Movement of bulk supplies by pack animal has limitations. The use of wagons is specifically limited in the Romans' case as they had failed to adopt or develop an efficient harness system to exploit wagon based carriage. That leaves the Romans as with the Carthaginians with pack animal portage. The pack animals themselves consume what they carry. Donald W. Engels, Alexander the Great and the Logistics of the Macedonian Army, Annex I, addresses this problem. These animals can lift 200 lb. of materials. However, the animal also consumes 20 lb., 10 of grain and 10 of fodder. After 10 days, they would consume all that they carry. A supply route could not extend greater than 5 days march from its depot point as it must retrace its path on a return march for a total of 10 days. Technically, this 5 day march would deliver 20 lb. with the supply train receiving its 10th day march food at the depot upon its return. Obviously there is an inverse relationship between the supportable size of the army and its distance from its depot. Therefore it obligates planners to move the bulk supply depot as close to the army it is supporting as is possible.
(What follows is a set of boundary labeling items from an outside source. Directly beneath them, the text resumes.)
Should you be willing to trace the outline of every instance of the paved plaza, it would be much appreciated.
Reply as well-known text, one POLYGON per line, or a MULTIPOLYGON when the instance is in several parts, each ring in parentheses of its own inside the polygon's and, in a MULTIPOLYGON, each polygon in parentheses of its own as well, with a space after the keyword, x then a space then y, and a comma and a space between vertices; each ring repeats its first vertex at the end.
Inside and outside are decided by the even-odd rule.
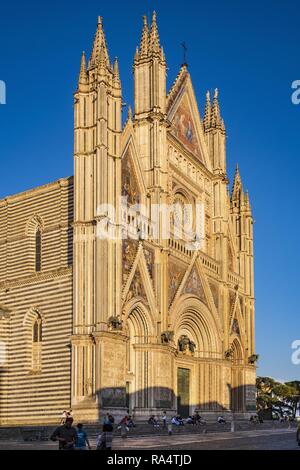
MULTIPOLYGON (((95 440, 91 439, 95 448, 95 440)), ((56 450, 47 442, 0 441, 0 450, 56 450)), ((214 435, 141 436, 114 439, 114 450, 300 450, 295 430, 247 431, 214 435)))

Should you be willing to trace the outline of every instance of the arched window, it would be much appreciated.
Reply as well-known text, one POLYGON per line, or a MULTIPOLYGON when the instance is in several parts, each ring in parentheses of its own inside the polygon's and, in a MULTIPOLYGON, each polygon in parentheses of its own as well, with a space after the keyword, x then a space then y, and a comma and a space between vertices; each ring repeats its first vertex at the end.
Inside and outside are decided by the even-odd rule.
POLYGON ((37 315, 32 321, 32 371, 42 368, 42 318, 37 315))
POLYGON ((38 215, 31 217, 26 224, 26 236, 28 237, 28 248, 30 250, 30 261, 32 270, 39 273, 43 267, 43 231, 44 222, 38 215))
POLYGON ((39 227, 35 234, 35 270, 42 270, 42 232, 39 227))

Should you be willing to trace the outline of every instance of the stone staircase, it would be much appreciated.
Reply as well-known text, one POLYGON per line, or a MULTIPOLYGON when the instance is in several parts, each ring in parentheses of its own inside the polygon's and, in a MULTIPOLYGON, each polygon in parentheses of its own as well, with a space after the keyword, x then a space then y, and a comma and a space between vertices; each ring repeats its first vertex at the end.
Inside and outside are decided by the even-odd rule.
MULTIPOLYGON (((121 430, 114 426, 115 437, 122 437, 121 430)), ((265 421, 263 424, 252 424, 249 421, 236 421, 235 431, 254 431, 254 430, 272 430, 272 429, 296 429, 296 423, 279 423, 276 421, 265 421)), ((14 440, 14 441, 36 441, 48 440, 56 426, 24 426, 24 427, 0 427, 0 441, 14 440)), ((102 424, 86 424, 85 430, 91 440, 94 440, 102 431, 102 424)), ((216 422, 209 422, 204 426, 193 426, 186 424, 185 426, 172 426, 173 435, 186 435, 186 434, 215 434, 231 431, 231 422, 226 424, 218 424, 216 422)), ((146 436, 166 436, 168 430, 164 429, 162 425, 159 428, 154 428, 148 423, 137 423, 135 428, 130 429, 126 434, 127 438, 137 438, 146 436)))

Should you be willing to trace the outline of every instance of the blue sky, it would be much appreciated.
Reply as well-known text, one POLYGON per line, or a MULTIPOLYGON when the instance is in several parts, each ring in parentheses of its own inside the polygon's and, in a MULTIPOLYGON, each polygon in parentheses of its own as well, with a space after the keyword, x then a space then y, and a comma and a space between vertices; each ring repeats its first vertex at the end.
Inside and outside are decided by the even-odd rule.
POLYGON ((258 373, 300 379, 291 343, 300 339, 300 79, 297 1, 2 2, 0 198, 73 173, 73 108, 81 51, 90 52, 97 16, 111 58, 119 57, 124 100, 132 103, 132 62, 142 15, 155 9, 169 85, 188 45, 201 114, 218 87, 232 178, 239 162, 255 217, 258 373), (118 5, 118 8, 116 7, 118 5))

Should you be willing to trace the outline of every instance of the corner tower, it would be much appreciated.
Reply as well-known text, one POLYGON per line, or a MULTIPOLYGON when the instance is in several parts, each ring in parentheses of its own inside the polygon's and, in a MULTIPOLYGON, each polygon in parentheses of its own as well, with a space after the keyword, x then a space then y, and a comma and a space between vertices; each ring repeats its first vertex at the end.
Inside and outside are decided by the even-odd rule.
POLYGON ((122 264, 121 242, 97 237, 101 224, 108 230, 117 225, 118 214, 112 219, 108 207, 117 207, 121 194, 121 82, 101 17, 88 64, 82 55, 74 106, 72 407, 78 417, 94 420, 108 319, 120 311, 122 264))

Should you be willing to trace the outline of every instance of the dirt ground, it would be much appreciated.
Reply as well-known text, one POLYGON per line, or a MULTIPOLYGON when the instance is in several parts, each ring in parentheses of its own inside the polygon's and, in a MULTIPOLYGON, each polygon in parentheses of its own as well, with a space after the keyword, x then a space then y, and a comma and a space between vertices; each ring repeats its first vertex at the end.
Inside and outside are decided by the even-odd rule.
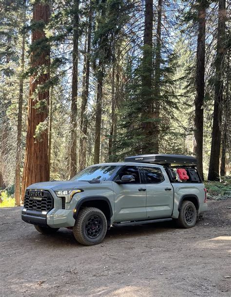
POLYGON ((0 209, 0 296, 231 296, 231 199, 210 201, 196 227, 113 228, 101 244, 71 230, 38 233, 0 209))

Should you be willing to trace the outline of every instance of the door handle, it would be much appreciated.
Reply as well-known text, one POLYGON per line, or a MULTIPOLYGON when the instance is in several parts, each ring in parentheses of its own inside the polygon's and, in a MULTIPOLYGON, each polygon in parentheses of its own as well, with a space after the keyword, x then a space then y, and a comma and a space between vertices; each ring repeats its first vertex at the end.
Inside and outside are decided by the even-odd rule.
POLYGON ((165 188, 165 191, 171 191, 172 190, 172 188, 165 188))

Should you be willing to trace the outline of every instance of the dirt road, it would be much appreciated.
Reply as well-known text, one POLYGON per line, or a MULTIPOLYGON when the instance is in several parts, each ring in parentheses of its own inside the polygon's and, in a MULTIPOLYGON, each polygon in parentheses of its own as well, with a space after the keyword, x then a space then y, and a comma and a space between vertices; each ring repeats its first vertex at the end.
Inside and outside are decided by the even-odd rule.
POLYGON ((18 207, 0 209, 0 296, 231 296, 231 199, 209 207, 192 229, 112 228, 92 247, 67 229, 38 233, 18 207))

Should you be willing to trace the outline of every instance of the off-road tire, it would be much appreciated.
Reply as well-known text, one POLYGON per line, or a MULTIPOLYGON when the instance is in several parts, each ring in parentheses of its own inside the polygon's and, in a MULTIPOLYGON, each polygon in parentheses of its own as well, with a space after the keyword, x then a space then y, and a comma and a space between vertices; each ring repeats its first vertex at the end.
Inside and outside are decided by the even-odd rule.
POLYGON ((37 225, 34 225, 35 229, 42 234, 53 234, 57 232, 59 228, 51 228, 50 227, 41 227, 37 225))
POLYGON ((194 227, 196 222, 197 213, 193 203, 191 201, 183 201, 179 214, 177 223, 181 228, 194 227))
MULTIPOLYGON (((94 245, 100 243, 103 240, 107 229, 107 219, 104 214, 98 208, 86 207, 80 210, 78 214, 73 227, 73 234, 75 238, 79 243, 84 245, 94 245), (96 220, 93 221, 92 223, 92 227, 90 228, 89 226, 89 224, 91 225, 91 220, 94 221, 94 218, 95 218, 96 220), (93 232, 97 232, 99 230, 99 223, 98 225, 97 225, 97 222, 95 224, 95 221, 100 221, 100 230, 98 231, 99 234, 95 238, 91 238, 90 237, 91 235, 88 235, 88 234, 91 232, 91 228, 95 226, 93 229, 93 232)), ((95 234, 92 236, 94 235, 95 234)))

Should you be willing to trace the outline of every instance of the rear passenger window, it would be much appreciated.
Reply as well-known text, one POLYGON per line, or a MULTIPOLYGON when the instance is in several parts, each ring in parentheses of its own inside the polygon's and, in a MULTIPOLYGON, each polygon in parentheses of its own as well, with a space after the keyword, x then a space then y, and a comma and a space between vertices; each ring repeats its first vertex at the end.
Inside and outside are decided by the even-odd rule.
POLYGON ((156 167, 143 167, 147 183, 159 183, 164 180, 161 170, 156 167))

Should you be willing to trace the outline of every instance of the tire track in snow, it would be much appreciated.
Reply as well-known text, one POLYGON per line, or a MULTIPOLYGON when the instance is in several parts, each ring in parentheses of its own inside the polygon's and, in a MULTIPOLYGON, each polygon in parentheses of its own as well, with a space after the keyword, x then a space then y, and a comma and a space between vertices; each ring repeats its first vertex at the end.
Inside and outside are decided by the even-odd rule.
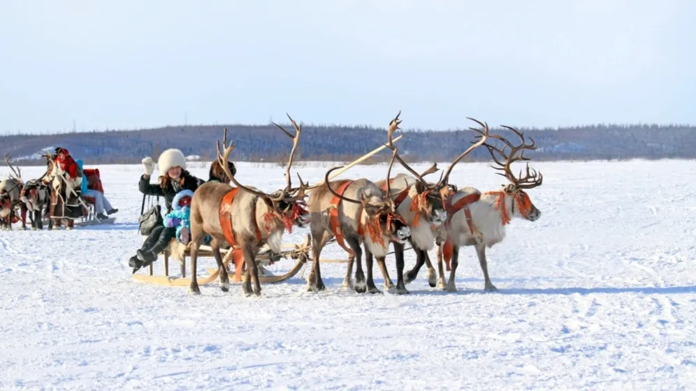
MULTIPOLYGON (((7 259, 14 259, 17 260, 22 259, 29 262, 23 262, 16 265, 17 270, 26 272, 34 272, 37 270, 36 263, 38 260, 34 257, 24 255, 20 251, 17 251, 14 246, 10 244, 10 241, 6 237, 0 237, 0 246, 1 246, 2 252, 6 254, 2 256, 2 258, 7 259)), ((9 267, 8 270, 6 271, 13 271, 14 269, 9 267)))

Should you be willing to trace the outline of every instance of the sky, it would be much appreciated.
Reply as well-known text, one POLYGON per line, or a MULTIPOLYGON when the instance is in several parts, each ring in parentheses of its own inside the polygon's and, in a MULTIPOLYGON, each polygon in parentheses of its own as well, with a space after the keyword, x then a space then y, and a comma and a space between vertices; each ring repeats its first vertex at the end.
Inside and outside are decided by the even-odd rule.
POLYGON ((2 0, 0 133, 696 124, 696 1, 2 0))

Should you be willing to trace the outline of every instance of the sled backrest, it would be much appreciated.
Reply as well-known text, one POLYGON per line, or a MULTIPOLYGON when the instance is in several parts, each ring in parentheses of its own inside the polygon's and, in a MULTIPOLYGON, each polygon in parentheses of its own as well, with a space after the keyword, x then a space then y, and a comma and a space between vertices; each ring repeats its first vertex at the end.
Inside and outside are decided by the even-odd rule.
POLYGON ((82 180, 87 179, 87 189, 104 193, 104 186, 101 184, 101 177, 99 168, 85 168, 82 170, 82 180))

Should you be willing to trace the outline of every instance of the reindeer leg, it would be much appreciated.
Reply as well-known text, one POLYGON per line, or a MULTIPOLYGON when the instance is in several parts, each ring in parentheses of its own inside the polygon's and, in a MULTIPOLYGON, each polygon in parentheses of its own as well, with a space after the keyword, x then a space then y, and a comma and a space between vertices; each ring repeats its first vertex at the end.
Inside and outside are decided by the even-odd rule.
MULTIPOLYGON (((189 252, 190 253, 189 258, 191 259, 191 283, 189 284, 189 293, 193 295, 201 294, 201 288, 198 287, 198 280, 196 270, 198 267, 198 248, 201 246, 201 239, 191 240, 190 247, 189 247, 189 252)), ((217 260, 216 259, 216 260, 217 260)), ((183 270, 183 268, 182 270, 183 270)))
POLYGON ((396 258, 396 294, 406 295, 408 290, 404 283, 404 246, 400 243, 394 242, 394 256, 396 258))
POLYGON ((459 264, 459 246, 454 246, 452 249, 452 259, 449 261, 449 280, 447 281, 447 285, 445 286, 444 290, 447 292, 456 292, 457 286, 454 283, 454 279, 456 277, 455 274, 457 272, 457 265, 459 264))
POLYGON ((321 249, 326 245, 328 239, 331 239, 331 234, 325 230, 323 228, 319 230, 312 229, 312 271, 307 277, 307 292, 318 292, 324 290, 326 287, 321 281, 321 272, 319 267, 319 256, 321 254, 321 249))
MULTIPOLYGON (((346 237, 346 242, 348 242, 348 246, 350 247, 350 249, 353 250, 355 262, 357 263, 355 268, 355 291, 358 293, 365 293, 367 291, 367 288, 365 286, 365 273, 363 272, 363 249, 355 237, 346 237)), ((369 269, 368 273, 371 273, 369 269)))
POLYGON ((341 283, 341 288, 348 288, 349 289, 354 289, 353 286, 353 278, 351 275, 353 274, 353 263, 355 262, 355 256, 351 255, 348 257, 348 266, 346 271, 346 278, 343 279, 343 282, 341 283))
POLYGON ((365 247, 365 265, 368 269, 368 292, 370 293, 382 293, 382 290, 375 286, 375 281, 372 279, 372 260, 374 259, 372 252, 367 246, 365 247))
POLYGON ((386 263, 384 262, 384 258, 377 257, 377 265, 379 266, 379 270, 382 271, 382 275, 384 278, 384 289, 390 290, 394 287, 394 283, 392 282, 391 279, 389 277, 389 272, 386 270, 386 263))
MULTIPOLYGON (((242 244, 242 249, 244 251, 244 260, 247 264, 247 281, 245 281, 245 285, 247 282, 249 282, 249 288, 251 288, 251 278, 254 279, 254 295, 256 296, 261 296, 261 281, 259 281, 259 267, 256 264, 256 256, 254 253, 254 244, 245 241, 242 244)), ((222 272, 226 272, 225 270, 222 272)), ((246 292, 245 292, 246 293, 246 292)), ((251 295, 251 292, 247 293, 247 295, 251 295)))
POLYGON ((437 288, 444 289, 444 269, 442 267, 442 246, 443 244, 437 245, 437 288))
POLYGON ((20 205, 20 211, 22 213, 22 229, 26 230, 27 212, 28 212, 28 210, 27 209, 27 205, 24 202, 22 202, 22 205, 20 205))
POLYGON ((220 242, 215 237, 210 241, 210 247, 212 249, 212 256, 215 258, 217 263, 217 271, 220 276, 220 290, 223 292, 229 291, 230 279, 227 274, 227 269, 222 263, 222 254, 220 253, 220 242))
POLYGON ((475 245, 476 255, 479 257, 479 263, 481 264, 481 270, 484 272, 484 279, 486 281, 484 286, 484 290, 486 292, 495 292, 498 288, 491 282, 488 277, 488 264, 486 260, 486 245, 479 243, 475 245))
POLYGON ((435 288, 437 286, 437 274, 435 273, 435 267, 433 267, 433 263, 430 262, 430 256, 428 253, 428 251, 423 250, 423 255, 426 258, 426 266, 428 267, 428 272, 426 273, 428 285, 430 286, 430 288, 435 288))

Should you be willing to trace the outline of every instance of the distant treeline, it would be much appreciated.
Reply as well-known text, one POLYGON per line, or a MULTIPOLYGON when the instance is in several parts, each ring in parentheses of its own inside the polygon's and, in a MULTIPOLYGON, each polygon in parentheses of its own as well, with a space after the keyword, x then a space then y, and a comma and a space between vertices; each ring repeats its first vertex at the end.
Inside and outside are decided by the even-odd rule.
MULTIPOLYGON (((472 125, 474 124, 472 123, 472 125)), ((283 125, 293 132, 289 125, 283 125)), ((224 128, 235 148, 235 161, 284 161, 291 142, 273 124, 167 126, 133 131, 107 131, 41 135, 0 136, 0 152, 9 154, 18 165, 43 164, 26 158, 49 147, 67 148, 86 164, 132 164, 146 156, 157 158, 167 148, 181 149, 187 156, 210 161, 216 157, 215 141, 224 128)), ((630 158, 693 158, 696 156, 696 126, 681 125, 588 125, 558 129, 528 129, 526 138, 536 142, 537 150, 525 156, 537 161, 616 160, 630 158)), ((474 140, 472 131, 398 131, 404 134, 397 142, 409 162, 447 161, 454 158, 474 140)), ((491 128, 513 142, 518 138, 510 131, 491 128)), ((350 161, 386 141, 384 128, 367 126, 303 125, 296 161, 350 161)), ((367 163, 387 160, 384 151, 367 163)), ((490 155, 480 148, 465 161, 488 161, 490 155)), ((4 164, 4 162, 3 162, 4 164)))

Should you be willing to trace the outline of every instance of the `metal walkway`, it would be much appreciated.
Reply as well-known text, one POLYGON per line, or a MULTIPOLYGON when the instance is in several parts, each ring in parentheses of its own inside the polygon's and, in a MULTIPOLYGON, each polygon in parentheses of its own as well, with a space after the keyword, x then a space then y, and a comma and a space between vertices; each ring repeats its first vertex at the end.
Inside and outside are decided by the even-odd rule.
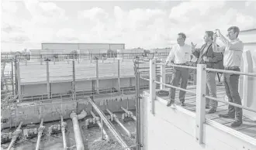
MULTIPOLYGON (((195 87, 192 87, 190 89, 195 92, 195 87)), ((178 100, 178 90, 176 90, 176 96, 175 96, 175 104, 179 105, 179 100, 178 100)), ((217 86, 217 98, 220 100, 223 100, 226 95, 225 87, 223 86, 217 86)), ((168 97, 163 97, 161 95, 157 95, 159 97, 161 97, 164 100, 168 101, 168 97)), ((192 94, 186 93, 185 103, 186 106, 183 107, 184 108, 195 112, 195 97, 196 96, 192 94)), ((214 121, 216 121, 220 124, 226 125, 229 128, 231 128, 230 124, 234 121, 234 119, 231 118, 220 118, 218 114, 225 114, 227 112, 228 105, 224 103, 218 103, 218 107, 216 112, 214 114, 206 114, 206 118, 214 121)), ((209 109, 206 109, 208 111, 209 109)), ((256 115, 256 114, 255 114, 256 115)), ((238 127, 233 128, 237 130, 244 135, 249 135, 256 138, 256 121, 252 121, 250 118, 243 116, 243 124, 238 127)))

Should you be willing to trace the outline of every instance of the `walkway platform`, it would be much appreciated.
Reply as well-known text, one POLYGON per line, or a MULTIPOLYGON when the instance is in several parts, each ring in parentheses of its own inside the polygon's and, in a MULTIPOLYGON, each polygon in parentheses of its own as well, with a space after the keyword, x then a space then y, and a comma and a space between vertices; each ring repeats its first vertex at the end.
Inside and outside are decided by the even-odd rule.
MULTIPOLYGON (((195 87, 191 87, 189 90, 195 92, 195 87)), ((179 106, 178 100, 178 93, 179 90, 176 90, 175 96, 175 104, 179 106)), ((223 86, 217 86, 217 98, 223 101, 226 95, 225 89, 223 86)), ((169 101, 168 96, 166 95, 159 95, 157 94, 157 97, 163 98, 164 100, 169 101)), ((184 108, 195 112, 195 94, 186 93, 185 95, 185 104, 186 106, 183 107, 184 108)), ((170 107, 170 109, 171 109, 170 107)), ((220 118, 218 114, 225 114, 227 112, 228 105, 224 103, 218 103, 218 108, 216 113, 206 114, 206 118, 210 120, 213 120, 216 122, 218 122, 221 124, 231 128, 230 124, 234 121, 234 119, 230 118, 220 118)), ((207 111, 209 109, 206 109, 207 111)), ((158 110, 159 111, 159 110, 158 110)), ((256 115, 256 114, 255 114, 256 115)), ((253 137, 256 138, 256 121, 251 120, 250 118, 243 116, 243 124, 238 128, 233 128, 237 130, 244 135, 253 137)))

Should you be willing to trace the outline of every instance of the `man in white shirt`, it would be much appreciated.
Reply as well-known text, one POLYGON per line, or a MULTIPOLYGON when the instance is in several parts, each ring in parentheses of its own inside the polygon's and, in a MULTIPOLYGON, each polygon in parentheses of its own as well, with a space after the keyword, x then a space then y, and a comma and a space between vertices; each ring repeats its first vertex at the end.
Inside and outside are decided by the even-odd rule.
MULTIPOLYGON (((185 39, 186 36, 183 32, 178 34, 178 44, 171 48, 169 56, 165 61, 166 65, 171 62, 175 65, 189 66, 189 63, 190 63, 192 56, 192 49, 191 46, 185 43, 185 39)), ((189 77, 189 69, 175 66, 174 67, 171 85, 178 87, 180 82, 180 79, 182 78, 181 88, 186 89, 189 77)), ((174 103, 175 99, 175 88, 171 88, 169 93, 170 101, 168 103, 167 106, 171 106, 172 107, 175 107, 174 103)), ((179 100, 181 106, 185 106, 185 91, 179 91, 179 100)))
MULTIPOLYGON (((216 52, 223 52, 223 65, 227 70, 240 71, 240 61, 242 58, 244 43, 237 37, 240 29, 237 26, 231 26, 227 29, 227 36, 230 40, 223 36, 219 29, 216 29, 215 37, 220 37, 220 39, 225 44, 225 47, 214 47, 216 52)), ((224 85, 226 94, 231 103, 241 104, 241 98, 238 92, 239 74, 223 73, 224 85)), ((232 105, 228 106, 228 112, 225 114, 219 114, 221 118, 235 118, 231 127, 239 127, 242 123, 243 110, 232 105)))

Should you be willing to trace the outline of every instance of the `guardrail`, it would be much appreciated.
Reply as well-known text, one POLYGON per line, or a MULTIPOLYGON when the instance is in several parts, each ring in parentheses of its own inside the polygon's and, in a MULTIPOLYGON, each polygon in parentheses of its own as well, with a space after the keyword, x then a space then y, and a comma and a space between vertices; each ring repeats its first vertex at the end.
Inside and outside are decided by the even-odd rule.
MULTIPOLYGON (((144 62, 141 62, 144 63, 144 62)), ((140 77, 141 79, 146 80, 150 81, 150 112, 154 114, 154 101, 156 101, 156 84, 160 84, 162 86, 169 87, 171 88, 176 88, 180 90, 186 91, 189 93, 192 93, 196 94, 196 128, 195 128, 195 137, 196 140, 199 144, 202 143, 202 125, 206 122, 206 98, 209 98, 213 101, 216 101, 219 102, 222 102, 227 104, 230 104, 234 107, 237 107, 242 109, 245 109, 247 111, 251 111, 252 112, 256 113, 256 110, 251 109, 250 107, 242 106, 240 104, 237 104, 235 103, 227 102, 224 101, 218 100, 216 97, 212 97, 209 96, 206 96, 206 71, 213 71, 213 72, 218 72, 218 73, 231 73, 231 74, 240 74, 240 75, 245 75, 245 76, 251 76, 256 77, 256 73, 243 73, 243 72, 237 72, 237 71, 230 71, 230 70, 216 70, 212 68, 206 68, 206 65, 205 64, 198 64, 197 66, 181 66, 181 65, 174 65, 171 64, 169 66, 175 66, 175 67, 181 67, 181 68, 188 68, 192 70, 196 70, 197 71, 197 79, 196 79, 196 92, 193 92, 189 90, 186 90, 184 88, 175 87, 172 85, 166 84, 165 79, 161 78, 161 81, 156 81, 156 66, 157 65, 161 65, 161 68, 162 70, 161 76, 164 77, 165 73, 165 64, 163 63, 156 63, 155 59, 150 60, 150 79, 146 79, 144 77, 140 77)), ((161 89, 164 88, 161 87, 161 89)))

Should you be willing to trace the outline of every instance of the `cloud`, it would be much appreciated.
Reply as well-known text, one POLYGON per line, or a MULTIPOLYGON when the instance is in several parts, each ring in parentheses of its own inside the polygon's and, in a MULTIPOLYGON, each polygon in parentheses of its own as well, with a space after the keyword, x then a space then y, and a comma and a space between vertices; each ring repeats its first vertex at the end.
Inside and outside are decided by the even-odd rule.
POLYGON ((79 11, 71 7, 64 10, 57 4, 26 0, 26 17, 19 14, 22 5, 3 4, 2 42, 24 43, 24 46, 60 41, 123 43, 126 48, 150 49, 170 46, 181 32, 187 35, 187 43, 199 45, 206 30, 220 29, 225 34, 230 26, 241 30, 256 26, 254 2, 237 2, 239 9, 219 1, 182 2, 171 9, 162 5, 157 9, 113 6, 110 10, 95 7, 79 11), (71 11, 77 16, 69 19, 71 15, 67 13, 71 11), (69 26, 71 22, 74 27, 69 26))
POLYGON ((74 29, 61 29, 56 33, 57 38, 62 41, 72 41, 78 40, 78 38, 76 36, 74 29))
POLYGON ((53 25, 67 20, 65 10, 57 6, 55 3, 26 0, 24 4, 32 16, 31 22, 33 24, 53 25))
POLYGON ((84 10, 78 12, 78 19, 89 19, 91 20, 101 20, 106 19, 109 17, 109 14, 105 12, 104 9, 95 7, 88 10, 84 10))

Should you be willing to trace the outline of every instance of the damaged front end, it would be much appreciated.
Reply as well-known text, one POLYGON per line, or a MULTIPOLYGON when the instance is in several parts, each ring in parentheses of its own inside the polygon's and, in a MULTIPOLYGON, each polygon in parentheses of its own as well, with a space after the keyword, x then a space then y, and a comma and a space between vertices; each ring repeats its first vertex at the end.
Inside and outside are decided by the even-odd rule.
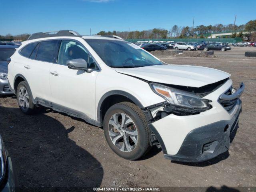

This is the challenge Fabius' staff must work in order to exploit this operational advantage over the Carthaginians as they winter in and around Gerunium.

With the bulk of the subsistence moved by sea, that makes a functional port facility or viable off load terrain critical. Near the neighborhood of Gerunium is the Roman era port of Buca (modern Termoli). From Buca, along the coast and then up the Fortore river line to Gerunium is approximately 55 kilometers or 35 miles. While the Romans could draw upon Luceria and Apri (modern Foggia) for a short period, they, unlike the Carthaginians, must still calculate feeding the local population. The former routing is away from the location of the enemy while the latter route lying astride the enemy army would be subject to greater compromise to raids and interdiction by the Carthaginians. Sustainment must be organized and maintained on a supply infrastructure for the immediate winter and spring, an extended period of time. Buca, as the source, provides the more secure route.